Question

If \[x = a{\cos ^3}\theta \], \[y = b{\sin ^3}\theta \] then
A) \[{\left( {\dfrac{a}{x}} \right)^{\dfrac{2}{3}}} + {\left( {\dfrac{b}{y}} \right)^{\dfrac{2}{3}}} = 1\]
B) \[{\left( {\dfrac{b}{x}} \right)^{\dfrac{2}{3}}} + {\left( {\dfrac{a}{y}} \right)^{\dfrac{2}{3}}} = 1\]
C) \[{\left( {\dfrac{x}{a}} \right)^{\dfrac{2}{3}}} + {\left( {\dfrac{y}{b}} \right)^{\dfrac{2}{3}}} = 1\]
D) \[{\left( {\dfrac{x}{b}} \right)^{\dfrac{2}{3}}} + {\left( {\dfrac{y}{a}} \right)^{\dfrac{2}{3}}} = 1\]

Answer 1

Hint: Here in this question, we have to eliminate the theta ‘\[\theta \]’ in the given trigonometric expressions. For this, first we need to solve the given two expression for \[\cos \theta \] and \[\sin \theta \] then add the two expressions and further simplify by using a standard trigonometric identity i.e., \[{\sin ^2}\theta + {\cos ^2}\theta = 1\] to get the required solution.

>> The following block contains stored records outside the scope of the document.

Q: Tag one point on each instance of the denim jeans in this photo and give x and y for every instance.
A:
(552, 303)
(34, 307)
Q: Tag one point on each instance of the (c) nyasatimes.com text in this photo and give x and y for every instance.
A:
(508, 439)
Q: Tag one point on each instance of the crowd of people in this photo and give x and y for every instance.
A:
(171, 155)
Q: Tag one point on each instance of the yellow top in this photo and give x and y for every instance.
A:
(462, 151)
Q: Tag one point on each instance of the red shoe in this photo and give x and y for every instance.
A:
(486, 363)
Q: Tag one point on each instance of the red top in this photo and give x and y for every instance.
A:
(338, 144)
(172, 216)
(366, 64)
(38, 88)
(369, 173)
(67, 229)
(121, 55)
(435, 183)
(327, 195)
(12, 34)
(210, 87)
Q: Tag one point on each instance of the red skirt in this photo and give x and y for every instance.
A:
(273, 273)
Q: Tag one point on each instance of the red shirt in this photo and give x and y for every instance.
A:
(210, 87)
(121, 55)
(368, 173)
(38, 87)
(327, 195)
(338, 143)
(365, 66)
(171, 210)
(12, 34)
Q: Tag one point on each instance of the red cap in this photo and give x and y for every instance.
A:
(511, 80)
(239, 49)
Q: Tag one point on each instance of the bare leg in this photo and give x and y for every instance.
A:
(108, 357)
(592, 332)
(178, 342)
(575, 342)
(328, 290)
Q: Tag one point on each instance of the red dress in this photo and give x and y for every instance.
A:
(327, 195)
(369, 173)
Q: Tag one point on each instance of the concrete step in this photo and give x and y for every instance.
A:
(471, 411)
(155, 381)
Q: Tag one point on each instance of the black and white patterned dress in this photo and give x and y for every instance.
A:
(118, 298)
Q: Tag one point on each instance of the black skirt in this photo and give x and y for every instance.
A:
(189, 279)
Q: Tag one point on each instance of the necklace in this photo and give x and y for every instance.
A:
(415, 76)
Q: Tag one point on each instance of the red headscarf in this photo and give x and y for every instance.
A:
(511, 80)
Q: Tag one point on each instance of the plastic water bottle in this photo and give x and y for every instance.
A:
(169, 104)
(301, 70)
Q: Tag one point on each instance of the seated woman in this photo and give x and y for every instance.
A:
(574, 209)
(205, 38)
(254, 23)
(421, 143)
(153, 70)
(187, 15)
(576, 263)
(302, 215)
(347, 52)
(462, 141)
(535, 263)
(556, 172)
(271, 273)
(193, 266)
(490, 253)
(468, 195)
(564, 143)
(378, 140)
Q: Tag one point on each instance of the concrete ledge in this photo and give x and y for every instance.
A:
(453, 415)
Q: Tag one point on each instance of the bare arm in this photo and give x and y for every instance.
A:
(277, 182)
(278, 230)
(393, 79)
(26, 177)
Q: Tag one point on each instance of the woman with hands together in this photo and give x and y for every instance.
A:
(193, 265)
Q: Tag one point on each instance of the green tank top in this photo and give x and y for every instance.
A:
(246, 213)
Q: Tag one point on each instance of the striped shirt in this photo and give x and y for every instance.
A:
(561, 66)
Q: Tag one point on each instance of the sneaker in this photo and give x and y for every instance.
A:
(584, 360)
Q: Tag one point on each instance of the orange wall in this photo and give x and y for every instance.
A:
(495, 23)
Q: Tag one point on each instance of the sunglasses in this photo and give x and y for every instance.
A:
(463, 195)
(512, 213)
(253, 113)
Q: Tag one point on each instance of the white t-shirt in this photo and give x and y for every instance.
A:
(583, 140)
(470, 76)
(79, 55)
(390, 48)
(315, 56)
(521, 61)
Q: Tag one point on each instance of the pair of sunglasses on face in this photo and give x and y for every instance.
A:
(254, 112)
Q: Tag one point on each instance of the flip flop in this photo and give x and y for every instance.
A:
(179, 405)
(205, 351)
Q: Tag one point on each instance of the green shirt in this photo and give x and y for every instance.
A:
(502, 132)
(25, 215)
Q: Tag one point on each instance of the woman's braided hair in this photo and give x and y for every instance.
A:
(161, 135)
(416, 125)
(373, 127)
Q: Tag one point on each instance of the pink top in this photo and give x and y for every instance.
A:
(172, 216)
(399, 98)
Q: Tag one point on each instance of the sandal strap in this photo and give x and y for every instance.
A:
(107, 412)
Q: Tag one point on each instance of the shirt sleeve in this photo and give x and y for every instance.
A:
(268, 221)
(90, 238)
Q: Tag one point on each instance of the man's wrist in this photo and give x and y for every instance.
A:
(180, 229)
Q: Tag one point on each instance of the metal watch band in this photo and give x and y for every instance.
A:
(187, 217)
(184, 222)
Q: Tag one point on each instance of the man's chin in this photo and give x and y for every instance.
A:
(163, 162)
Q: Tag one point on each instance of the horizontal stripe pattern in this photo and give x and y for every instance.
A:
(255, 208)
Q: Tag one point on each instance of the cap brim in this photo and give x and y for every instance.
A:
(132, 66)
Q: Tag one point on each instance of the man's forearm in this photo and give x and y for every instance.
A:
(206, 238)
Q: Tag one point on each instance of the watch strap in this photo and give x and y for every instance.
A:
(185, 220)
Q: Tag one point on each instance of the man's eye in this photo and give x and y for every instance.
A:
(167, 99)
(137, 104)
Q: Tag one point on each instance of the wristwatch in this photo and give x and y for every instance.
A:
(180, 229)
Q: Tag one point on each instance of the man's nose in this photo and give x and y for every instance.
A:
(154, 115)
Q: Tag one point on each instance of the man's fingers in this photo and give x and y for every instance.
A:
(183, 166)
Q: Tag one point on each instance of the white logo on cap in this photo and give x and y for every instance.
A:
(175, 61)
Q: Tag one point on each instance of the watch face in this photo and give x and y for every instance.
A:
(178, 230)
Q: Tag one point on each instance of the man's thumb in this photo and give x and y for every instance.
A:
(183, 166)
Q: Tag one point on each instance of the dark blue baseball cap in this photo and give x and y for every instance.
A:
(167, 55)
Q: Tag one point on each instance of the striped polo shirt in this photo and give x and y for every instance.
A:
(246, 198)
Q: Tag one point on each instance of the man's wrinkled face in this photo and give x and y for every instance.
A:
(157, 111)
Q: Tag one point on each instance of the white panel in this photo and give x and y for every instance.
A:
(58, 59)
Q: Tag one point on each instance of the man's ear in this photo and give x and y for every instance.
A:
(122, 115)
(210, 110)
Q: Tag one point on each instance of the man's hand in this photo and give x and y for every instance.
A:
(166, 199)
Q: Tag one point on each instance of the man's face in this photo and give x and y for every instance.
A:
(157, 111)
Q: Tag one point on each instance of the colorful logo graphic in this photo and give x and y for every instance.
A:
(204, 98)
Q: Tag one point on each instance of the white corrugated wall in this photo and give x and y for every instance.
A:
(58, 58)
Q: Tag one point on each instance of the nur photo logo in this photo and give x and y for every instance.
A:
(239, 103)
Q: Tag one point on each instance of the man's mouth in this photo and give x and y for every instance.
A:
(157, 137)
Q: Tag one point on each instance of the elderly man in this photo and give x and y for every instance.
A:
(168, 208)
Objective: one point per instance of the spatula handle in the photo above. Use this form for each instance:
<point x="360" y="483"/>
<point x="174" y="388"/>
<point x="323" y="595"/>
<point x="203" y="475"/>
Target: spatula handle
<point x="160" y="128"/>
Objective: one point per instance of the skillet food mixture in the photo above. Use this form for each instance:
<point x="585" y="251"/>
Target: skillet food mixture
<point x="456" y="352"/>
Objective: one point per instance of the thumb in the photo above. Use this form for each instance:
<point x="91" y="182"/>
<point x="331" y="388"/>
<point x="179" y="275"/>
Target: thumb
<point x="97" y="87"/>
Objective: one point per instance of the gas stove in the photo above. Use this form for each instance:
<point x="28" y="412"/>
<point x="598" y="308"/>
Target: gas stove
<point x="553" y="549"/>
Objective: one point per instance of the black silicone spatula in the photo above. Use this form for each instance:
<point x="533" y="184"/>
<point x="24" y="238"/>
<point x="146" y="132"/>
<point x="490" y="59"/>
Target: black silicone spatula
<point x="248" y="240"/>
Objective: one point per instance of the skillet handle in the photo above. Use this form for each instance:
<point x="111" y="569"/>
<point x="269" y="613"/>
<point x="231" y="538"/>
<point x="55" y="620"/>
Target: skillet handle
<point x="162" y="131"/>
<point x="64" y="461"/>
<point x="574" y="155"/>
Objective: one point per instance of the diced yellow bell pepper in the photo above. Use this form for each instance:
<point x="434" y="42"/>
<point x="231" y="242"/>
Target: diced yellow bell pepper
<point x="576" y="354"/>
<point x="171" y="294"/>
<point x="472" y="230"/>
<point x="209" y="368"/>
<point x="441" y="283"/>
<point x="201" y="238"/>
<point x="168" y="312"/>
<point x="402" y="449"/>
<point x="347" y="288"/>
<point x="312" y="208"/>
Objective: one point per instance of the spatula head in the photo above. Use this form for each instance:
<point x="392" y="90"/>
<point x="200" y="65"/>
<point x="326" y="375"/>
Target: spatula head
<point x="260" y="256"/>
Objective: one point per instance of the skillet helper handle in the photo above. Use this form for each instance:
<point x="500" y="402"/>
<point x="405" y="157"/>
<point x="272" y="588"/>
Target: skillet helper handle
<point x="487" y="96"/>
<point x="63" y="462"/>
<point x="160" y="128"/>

Complete step by step answer:
A function of an angle expressed as the ratio of two of the sides of a right triangle that contains that angle; the sine, cosine, tangent, cotangent, secant, or cosecant known as trigonometric function, also called circular function.
Consider the given two expressions:
\[x = a{\cos ^3}\theta \] ----(1)
\[y = b{\sin ^3}\theta \] ----(2)
Here, we need to eliminate the ‘\[\theta \]’ .
Consider the equation (1)
\[ \Rightarrow \,\,\,x = a{\cos ^3}\theta \]
Divide both side by ‘\[a\]’, then we have
\[ \Rightarrow \,\,\,\,\dfrac{x}{a} = {\cos ^3}\theta \]
Taking cube roots on both the sides, then
\[ \Rightarrow \,\,\,\,{\left( {\dfrac{x}{a}} \right)^{\dfrac{1}{3}}} = \cos \theta \]
Taking square on both the sides, then we get
\[ \Rightarrow \,\,\,\,{\left( {\dfrac{x}{a}} \right)^{\dfrac{2}{3}}} = {\cos ^2}\theta \] ----(3)
Now consider the equation (2)
\[ \Rightarrow \,\,\,y = b{\sin ^3}\theta \]
Divide both side by ‘\[b\]’, then we have
\[ \Rightarrow \,\,\,\,\dfrac{y}{b} = {\sin ^3}\theta \]
Taking cube roots on both sides, then
\[ \Rightarrow \,\,\,\,{\left( {\dfrac{y}{b}} \right)^{\dfrac{1}{3}}} = \sin \theta \]
Taking square on both the sides, then we get
\[ \Rightarrow \,\,\,\,{\left( {\dfrac{y}{b}} \right)^{\dfrac{2}{3}}} = {\sin ^2}\theta \] -----(4)
Add both the equation (3) and (4), then
\[ \Rightarrow \,\,\,\,{\left( {\dfrac{x}{a}} \right)^{\dfrac{2}{3}}} + {\left( {\dfrac{y}{b}} \right)^{\dfrac{2}{3}}} = {\cos ^2}\theta + {\sin ^2}\theta \] ------(5)
On applying the standard trigonometric identity, \[{\sin ^2}\theta + {\cos ^2}\theta = 1\], then equation (5) becomes.
\[\therefore \,\,\,\,{\left( {\dfrac{x}{a}} \right)^{\dfrac{2}{3}}} + {\left( {\dfrac{y}{b}} \right)^{\dfrac{2}{3}}} = 1\]
Hence, it’s a required solution.
Therefore, option (C) is the correct option.

Note:
For this type of question, we have to eliminate the \[\theta \] it means that the two or more equations are combined logically into one equation so that it remains valid and theta \[\left( \theta \right)\] does not appear in the solution. Students should know the basic formulas of trigonometric identities, law of indices and basic arithmetic operations.